Zelfs het scanderen liet ik na een aarzelend begin zitten.

‘What do we want?’

‘Climate Justice!’

‘When do we want it?’

‘Now!’

Terwijl dat net is waarvoor ik was gekomen.

Het kan verlegenheid zijn geweest. Demonstreren zit Limburgers niet in het bloed. Toen in 1983 meer dan een half miljoen mensen in Den Haag protesteerden tegen kruisraketten (met groot succes, de kernwapens bleven uit Nederland weg), waren wij daar niet bij. Ik was elke avond hartstikke bang voor De Bom, maar Den Haag was ver. Letterlijk en figuurlijk.

Misschien is het moedeloosheid. Want wat vraagt radicale actie tegen klimaatverandering nou nog meer dan de feiten die al lang op tafel liggen? Akelige voorspellingen van jaren geleden komen ook nog sneller uit dan voorzien. Maar premier Rutte weigerde in Glasgow te tekenen voor een einde aan overheidssteun voor fossiele energieprojecten in het buitenland.

Tja, demissionair hè, zei de premier. Maar de schoen wrong waar hij altijd wringt: Nederlandse bedrijven als Shell, Van Oord, Boskalis en Heerema zitten zwaar in de aanleg van gas- en oliepijpleidingen. En de markt mag dan een haast heilig sturingsmechanisme zijn, zodra blijkt dat de risico’s van zo’n olie-of gasproject niet commercieel te verzekeren zijn, doet de staat het.

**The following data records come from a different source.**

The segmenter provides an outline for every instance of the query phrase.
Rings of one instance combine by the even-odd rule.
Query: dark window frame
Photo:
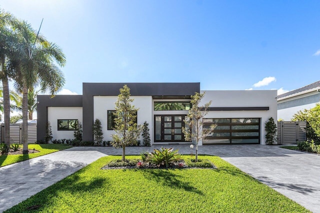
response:
[[[60,120],[68,120],[68,129],[61,129],[60,128],[60,126],[59,125]],[[76,120],[78,124],[79,124],[79,120],[78,119],[58,119],[57,120],[57,130],[58,131],[74,131],[76,129],[72,128],[72,123],[70,122],[71,120]]]
[[[114,113],[116,112],[116,110],[107,110],[107,130],[114,130],[114,125],[116,123],[114,122],[114,119],[116,118],[116,116]],[[109,118],[109,115],[111,115],[111,118]],[[110,120],[111,119],[111,122],[110,122]],[[136,124],[138,124],[138,112],[136,111]]]
[[[181,110],[186,110],[186,108],[184,108],[184,110],[171,110],[171,109],[168,109],[168,110],[156,110],[156,104],[166,104],[166,103],[176,103],[176,104],[182,104],[183,105],[183,104],[188,104],[189,105],[189,108],[191,108],[192,107],[192,104],[191,104],[191,102],[190,101],[172,101],[172,102],[170,102],[170,101],[154,101],[154,111],[181,111]],[[186,106],[184,106],[186,108]]]

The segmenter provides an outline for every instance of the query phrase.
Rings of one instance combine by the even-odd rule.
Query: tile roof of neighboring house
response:
[[[307,85],[305,86],[304,86],[303,88],[299,88],[298,89],[292,90],[292,91],[280,94],[278,96],[278,98],[280,98],[286,96],[291,96],[292,94],[302,92],[308,91],[308,90],[319,87],[320,87],[320,80],[314,82],[314,83],[312,83],[309,85]]]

Het leidde tot de nodige commotie en maandagmorgen liet Buitenlandse Zaken weten toch te tekenen. Want zo is Rutte ook wel weer. Zodra de massa steigert, laat hij de teugels vieren. Ook de afschaffing van de dividendbelasting moest hij zo opgeven.

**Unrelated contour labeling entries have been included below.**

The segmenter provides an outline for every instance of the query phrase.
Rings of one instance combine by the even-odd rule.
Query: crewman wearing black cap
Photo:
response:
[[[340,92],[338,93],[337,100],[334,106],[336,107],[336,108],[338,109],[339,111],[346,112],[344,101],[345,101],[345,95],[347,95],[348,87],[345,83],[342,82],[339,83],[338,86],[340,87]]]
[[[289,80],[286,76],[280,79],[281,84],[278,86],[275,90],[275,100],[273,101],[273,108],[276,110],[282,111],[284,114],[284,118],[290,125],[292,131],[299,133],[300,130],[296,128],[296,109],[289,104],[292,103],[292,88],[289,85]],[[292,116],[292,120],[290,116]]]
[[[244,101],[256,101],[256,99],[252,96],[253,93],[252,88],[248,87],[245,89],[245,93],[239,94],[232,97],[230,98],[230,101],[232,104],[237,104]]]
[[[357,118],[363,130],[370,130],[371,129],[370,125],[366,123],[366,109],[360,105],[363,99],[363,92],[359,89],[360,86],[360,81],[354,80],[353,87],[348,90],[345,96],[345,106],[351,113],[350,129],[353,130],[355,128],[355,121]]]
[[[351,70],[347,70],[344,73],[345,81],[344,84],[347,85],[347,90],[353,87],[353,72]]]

Zolang de koers van dit land wordt bepaald door Ruttes kans op herverkiezing, is klimaatbeleid een klucht. Omdat de VVD-kiezer de meeste last zal hebben van klimaatmaatregelen. Die stoot met zijn airmiles, autokilometers en tournedos gemiddeld de meeste CO2 uit. (Overigens stapt de gemiddelde D66’er vaker in het vliegtuig.) En omdat het vervuilend grootbedrijf per sms het Torentje instrueert.

Terwijl de energietransitie juist interessant is voor datzelfde grootbedrijf. Het vereist alleen een radicale omslag naar groen. Wanneer ik de moed heb te lezen in Zes graden van Mark Lynas, daagt een gevaar niet minder dan de dreiging die in 1939 van Duitsland uitging. De oorlogsindustrie van de VS stelde toen weinig voor. Dat jaar pas maakte Amerika werk van zijn paraatheid. Gereed raken voor de oorlog werd een nationaal project, waarvoor de industrie zijn productie moest omgooien. Detroit was Motown, was autofabrieken. Het werd het hart van de Amerikaanse oorlogsindustrie. Wat met de New Deal niet was gelukt, deed de conversie naar oorlogsmaterieel: het loste de crisis van de jaren dertig op.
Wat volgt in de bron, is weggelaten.